French Dominican and bishop

Raymond du Fauga was a French Dominican, and bishop of Toulouse from 1232 to 1270. He was a significant figure in the struggle in Languedoc between the Catholic Church and the Cathars.

Contemporary chroniclers give accounts of events in Toulouse of this period. Guillaume de Puylaurens was close to Raymond and acted as his notary. Guillaume Pelhisson was a Dominican eye-witness, present in 1235.

==Early life==
He was from Miremont, a son of a noted family, born at the château de Miremont around 1200. He was prior of the Dominican house at Montpellier, and then the fourth Provincial of the Dominicans of Provence.

==Bishop against the Cathars==
In 1232 he and Raymond VII of Toulouse captured 19 Cathars including Pagan de la Bessède; they were all burned. In 1233 Bishop Raymond had papal bidding to punish the Lords of Niort, who were scoffing at Catholic power in the region. Count Raymond became less enthusiastic for the repression, but Bishop Raymond persuaded him to enact anti-heresy legislation in 1234.

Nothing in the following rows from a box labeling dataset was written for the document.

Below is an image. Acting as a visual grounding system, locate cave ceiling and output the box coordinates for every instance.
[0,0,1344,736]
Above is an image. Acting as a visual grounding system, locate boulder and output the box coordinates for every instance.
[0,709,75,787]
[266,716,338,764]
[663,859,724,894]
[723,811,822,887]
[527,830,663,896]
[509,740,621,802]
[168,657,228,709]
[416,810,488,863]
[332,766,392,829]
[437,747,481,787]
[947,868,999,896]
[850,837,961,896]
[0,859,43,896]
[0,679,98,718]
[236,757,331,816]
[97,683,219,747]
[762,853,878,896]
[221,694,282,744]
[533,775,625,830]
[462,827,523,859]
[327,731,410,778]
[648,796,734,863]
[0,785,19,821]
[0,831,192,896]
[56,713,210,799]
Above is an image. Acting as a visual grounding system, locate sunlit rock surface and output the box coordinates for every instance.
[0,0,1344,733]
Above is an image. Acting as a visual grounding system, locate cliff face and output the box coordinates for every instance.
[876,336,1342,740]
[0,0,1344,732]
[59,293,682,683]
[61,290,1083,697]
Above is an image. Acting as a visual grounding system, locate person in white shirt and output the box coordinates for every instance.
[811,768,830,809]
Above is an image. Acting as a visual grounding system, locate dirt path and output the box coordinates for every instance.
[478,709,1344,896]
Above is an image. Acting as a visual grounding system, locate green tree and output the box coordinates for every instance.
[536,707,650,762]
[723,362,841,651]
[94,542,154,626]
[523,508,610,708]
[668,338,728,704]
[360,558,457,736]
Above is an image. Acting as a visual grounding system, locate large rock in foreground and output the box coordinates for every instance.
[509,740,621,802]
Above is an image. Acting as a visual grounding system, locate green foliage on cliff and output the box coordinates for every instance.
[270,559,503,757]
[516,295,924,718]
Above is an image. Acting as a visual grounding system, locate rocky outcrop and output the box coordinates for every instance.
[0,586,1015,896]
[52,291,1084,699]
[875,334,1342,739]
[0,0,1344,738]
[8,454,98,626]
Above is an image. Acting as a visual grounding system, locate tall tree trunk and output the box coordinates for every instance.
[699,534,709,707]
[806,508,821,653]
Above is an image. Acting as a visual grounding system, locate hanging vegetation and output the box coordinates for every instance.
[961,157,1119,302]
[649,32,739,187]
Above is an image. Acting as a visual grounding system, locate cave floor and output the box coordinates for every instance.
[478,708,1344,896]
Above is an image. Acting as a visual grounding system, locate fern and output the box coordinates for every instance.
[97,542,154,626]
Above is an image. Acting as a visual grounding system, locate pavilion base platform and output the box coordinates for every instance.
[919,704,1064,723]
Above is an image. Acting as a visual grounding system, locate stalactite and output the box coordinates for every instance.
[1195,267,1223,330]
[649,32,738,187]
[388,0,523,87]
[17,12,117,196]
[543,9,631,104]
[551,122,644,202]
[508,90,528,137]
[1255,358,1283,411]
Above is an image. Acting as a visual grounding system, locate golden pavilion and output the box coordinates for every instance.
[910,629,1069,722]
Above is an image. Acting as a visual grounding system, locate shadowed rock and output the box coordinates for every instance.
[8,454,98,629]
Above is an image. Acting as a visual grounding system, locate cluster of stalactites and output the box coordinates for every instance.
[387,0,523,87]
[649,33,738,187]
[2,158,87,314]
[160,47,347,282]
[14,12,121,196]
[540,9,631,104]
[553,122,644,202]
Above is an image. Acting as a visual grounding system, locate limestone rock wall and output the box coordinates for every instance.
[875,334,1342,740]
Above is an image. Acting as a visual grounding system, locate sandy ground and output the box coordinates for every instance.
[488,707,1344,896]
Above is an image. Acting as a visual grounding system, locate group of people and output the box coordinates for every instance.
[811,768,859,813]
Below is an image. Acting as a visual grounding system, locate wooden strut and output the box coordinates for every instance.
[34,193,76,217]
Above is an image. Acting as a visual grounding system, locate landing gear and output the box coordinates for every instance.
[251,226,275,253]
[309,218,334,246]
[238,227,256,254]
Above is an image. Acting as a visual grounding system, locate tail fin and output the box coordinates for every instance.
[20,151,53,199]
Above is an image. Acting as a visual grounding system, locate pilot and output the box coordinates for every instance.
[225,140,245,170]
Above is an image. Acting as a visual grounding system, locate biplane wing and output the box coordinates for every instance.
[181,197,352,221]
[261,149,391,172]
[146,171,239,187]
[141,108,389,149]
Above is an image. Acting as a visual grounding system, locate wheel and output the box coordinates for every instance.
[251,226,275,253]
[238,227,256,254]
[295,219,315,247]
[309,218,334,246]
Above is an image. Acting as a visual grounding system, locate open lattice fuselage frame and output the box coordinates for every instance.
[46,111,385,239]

The Inquisition was established in Languedoc in 1233, with an Inquisitor for Toulouse appointed early in that year; Dominicans were tasked with the work. In August 1235 an incident that has become a representative anecdote of Bishop Raymond took place: the entrapping, related in the chronicle of Pelhisson, of a seriously ill Cathar woman.

On the basis of his record, Oldebourg concludes that Raymond was a “fanatic”. Later in 1235 the Dominicans were required to leave Count Raymond's territories, the Bishop with them, and he left Toulouse in the midst of popular unrest. The Dominicans withdrew to Carcassonne. Bishop Raymond went to Rome, to appeal to Pope Gregory IX for help; the Pope wrote putting pressure on Count Raymond, and the Dominicans negotiated a return to Toulouse in 1236.

==Later life==
The rest of his long period as bishop was marked by a conflict with his metropolitan, Maurin (Mauris), archbishop of Narbonne. This blew up in the 1260s, and resulted in an outside enquiry into Raymond's conduct. Under heavy suspicion in the years 1262–4, Raymond appealed to Pope Clement IV and survived in place.